Bencana longsor terjadi di Korong Tanah Taban, Nagari Pasia Laweh, Kecamatan Lubuk Alung, Padang Pariaman, Rabu (29/9/2021) sekitar pukul 19.00. Semua jenazah baru berhasil dievakuasi tim SAR gabungan pada Kamis (30/9/2021) menjelang siang.
”Semua korban sudah berhasil dievakuasi. Tiga korban ditemukan Kamis pagi. Empat lainnya ditemukan pukul 11.15. Semuanya satu keluarga yang tinggal di satu rumah,” kata Rumainur, Kepala Bidang Kedaruratan dan Logistik BPBD Sumatera Barat, Kamis malam.
Berdasarkan data BPBD Sumbar, ketujuh korban tersebut adalah Andi Karba Nduru (50), Yeri Hati Gobasa (46), Vianus (25), Esnimar (18), Aldi (11), Wita (8), dan Putri (6). Rumainur menjelaskan, saat kejadian, curah hujan sangat tinggi. Dampaknya, tebing di belakang rumah itu, yang merupakan lokasi pembuatan batu bata, longsor dan menimpa rumah. Ketujuh korban ikut tertimbun.
Satu rumah lainnya di sekitar lokasi, yang berisi empat anggota keluarga, juga tertimbun. Semua penghuni selamat meskipun satu di antara mereka mengalami patah tulang.
”Jadi, tebing yang tanahnya diambil untuk batu bata tersisa di depan rumah. Bagian kiri-kanannya habis. Saat hujan deras, tebing tersebut longsor. Longsornya tidak terlalu besar, tetapi sangat dekat dengan rumah,” ujar Rumainur.
Selain di Padang Pariaman, kata Rumainur, longsor juga terjadi di sejumlah titik di Padang dan Pesisir Selatan. Semuanya sudah dapat diatasi. Begitu pula dengan banjir yang sempat merendam rumah di Padang.
Menurut Rumainur, cuaca ekstrem masih berpotensi terjadi dalam beberapa pekan ke depan. Ia pun mengimbau masyarakat agar waspada terhadap bencana hidrometeorologi, seperti longsor, banjir, dan sengatan petir.
Kepala Badan Meteorologi, Klimatologi, dan Geofisika (BMKG) Stasiun Meteorologi Kelas II Minangkabau Padang Pariaman Sakimin mengatakan, secara umum di Indonesia, termasuk Sumbar, sedang memasuki fase pancaroba atau peralihan musim kemarau ke musim hujan.
”Peralihan tersebut membuat terjadi gangguan cuaca yang mengakibatkan iklim berubah drastis dan sering diiringi kondisi ekstrem.
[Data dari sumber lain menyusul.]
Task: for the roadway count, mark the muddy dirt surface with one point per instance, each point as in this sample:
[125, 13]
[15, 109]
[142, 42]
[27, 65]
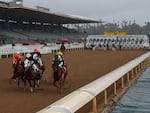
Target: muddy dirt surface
[83, 67]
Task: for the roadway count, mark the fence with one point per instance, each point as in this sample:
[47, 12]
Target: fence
[116, 79]
[8, 50]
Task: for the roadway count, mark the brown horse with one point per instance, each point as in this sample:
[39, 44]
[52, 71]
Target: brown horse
[17, 73]
[32, 78]
[59, 75]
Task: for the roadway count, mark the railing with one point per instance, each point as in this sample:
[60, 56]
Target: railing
[88, 93]
[7, 50]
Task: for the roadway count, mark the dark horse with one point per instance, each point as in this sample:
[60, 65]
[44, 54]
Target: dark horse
[59, 75]
[17, 72]
[40, 65]
[32, 78]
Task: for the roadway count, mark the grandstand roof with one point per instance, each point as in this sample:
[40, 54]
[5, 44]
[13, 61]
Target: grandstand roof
[33, 15]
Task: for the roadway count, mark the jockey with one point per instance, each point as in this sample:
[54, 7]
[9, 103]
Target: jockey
[18, 59]
[58, 57]
[30, 63]
[36, 53]
[61, 59]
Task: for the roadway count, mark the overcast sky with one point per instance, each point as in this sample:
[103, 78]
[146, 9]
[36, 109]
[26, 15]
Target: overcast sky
[107, 10]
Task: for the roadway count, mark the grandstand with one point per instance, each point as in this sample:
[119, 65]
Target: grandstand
[21, 23]
[126, 41]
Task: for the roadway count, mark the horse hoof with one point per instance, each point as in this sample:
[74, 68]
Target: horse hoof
[31, 90]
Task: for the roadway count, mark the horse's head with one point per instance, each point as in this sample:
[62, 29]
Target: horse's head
[18, 70]
[39, 61]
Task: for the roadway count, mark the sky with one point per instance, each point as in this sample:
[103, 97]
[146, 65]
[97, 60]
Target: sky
[106, 10]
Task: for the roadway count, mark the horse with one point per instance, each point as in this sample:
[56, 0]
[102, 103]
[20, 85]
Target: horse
[31, 76]
[41, 66]
[17, 72]
[59, 75]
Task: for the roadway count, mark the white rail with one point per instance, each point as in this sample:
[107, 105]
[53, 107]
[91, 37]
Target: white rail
[9, 49]
[75, 100]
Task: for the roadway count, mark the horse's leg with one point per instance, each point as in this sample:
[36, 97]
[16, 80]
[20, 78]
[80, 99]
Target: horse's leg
[31, 87]
[25, 83]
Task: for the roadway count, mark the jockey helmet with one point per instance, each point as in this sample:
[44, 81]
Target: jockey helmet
[36, 50]
[60, 53]
[28, 55]
[19, 53]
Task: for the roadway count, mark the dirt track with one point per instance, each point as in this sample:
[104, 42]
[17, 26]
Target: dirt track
[83, 66]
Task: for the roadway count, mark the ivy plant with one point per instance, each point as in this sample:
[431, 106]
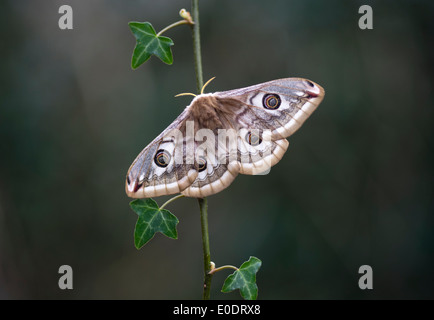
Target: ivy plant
[151, 217]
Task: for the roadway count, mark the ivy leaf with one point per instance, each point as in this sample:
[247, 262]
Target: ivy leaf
[152, 220]
[244, 279]
[148, 43]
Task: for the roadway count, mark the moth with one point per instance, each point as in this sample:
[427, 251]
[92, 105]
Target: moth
[220, 135]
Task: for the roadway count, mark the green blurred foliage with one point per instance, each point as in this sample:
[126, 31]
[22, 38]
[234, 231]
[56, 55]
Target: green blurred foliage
[355, 187]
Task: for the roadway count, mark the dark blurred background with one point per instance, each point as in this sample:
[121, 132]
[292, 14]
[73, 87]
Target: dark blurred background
[355, 187]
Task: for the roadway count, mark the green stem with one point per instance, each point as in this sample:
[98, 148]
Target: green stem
[196, 45]
[222, 268]
[175, 24]
[170, 200]
[203, 203]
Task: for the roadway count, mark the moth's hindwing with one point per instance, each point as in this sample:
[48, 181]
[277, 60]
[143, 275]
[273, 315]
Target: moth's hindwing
[191, 156]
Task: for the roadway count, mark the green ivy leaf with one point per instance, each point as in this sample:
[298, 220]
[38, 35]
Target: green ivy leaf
[152, 220]
[148, 43]
[244, 279]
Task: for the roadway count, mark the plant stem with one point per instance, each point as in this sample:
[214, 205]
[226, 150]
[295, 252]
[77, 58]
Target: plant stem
[203, 203]
[222, 268]
[172, 26]
[196, 45]
[171, 199]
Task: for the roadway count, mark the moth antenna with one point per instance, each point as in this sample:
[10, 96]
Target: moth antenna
[203, 88]
[186, 94]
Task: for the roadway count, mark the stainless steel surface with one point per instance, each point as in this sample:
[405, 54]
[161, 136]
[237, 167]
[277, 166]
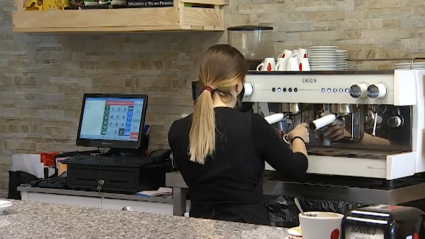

Kemarin termasuk cuaca ekstrem akibat transisi musim,” kata Sakimin.
Sakimin melanjutkan, BMKG sebenarnya sudah memberikan peringatan cuaca ekstrem dua hari lalu kepada pemangku kebijakan dan masyarakat. Setiap hari dan setiap tiga jam, pihaknya memutakhirkan informasi peringatan dini cuaca. ”Tinggal antisipasi masyarakat menindaklanjuti informasi tersebut,” ujarnya.
Menurut Sakimin, dalam dua hari ke depan, tren cuaca ekstrem akan menurun. Adapun hujan, sifatnya hujan lokal. Namun, beberapa hari setelah itu, masih ada potensi hujan lebat. Saat ini baru awal dari musim hujan. ”Kami mengingatkan agar masyarakat waspada. Potensi cuaca ekstrem masih akan terjadi,” ujarnya.
Ditambahkan Sakimin, musim hujan di Sumbar dipengaruhi musim ekuatorial. Akibatnya akan terjadi dua kali puncak musim hujan. BMKG memprediksi puncak musim hujan di Sumbar tahun ini terjadi sekitar November-Desember dan tahun depan sekitar Maret-April.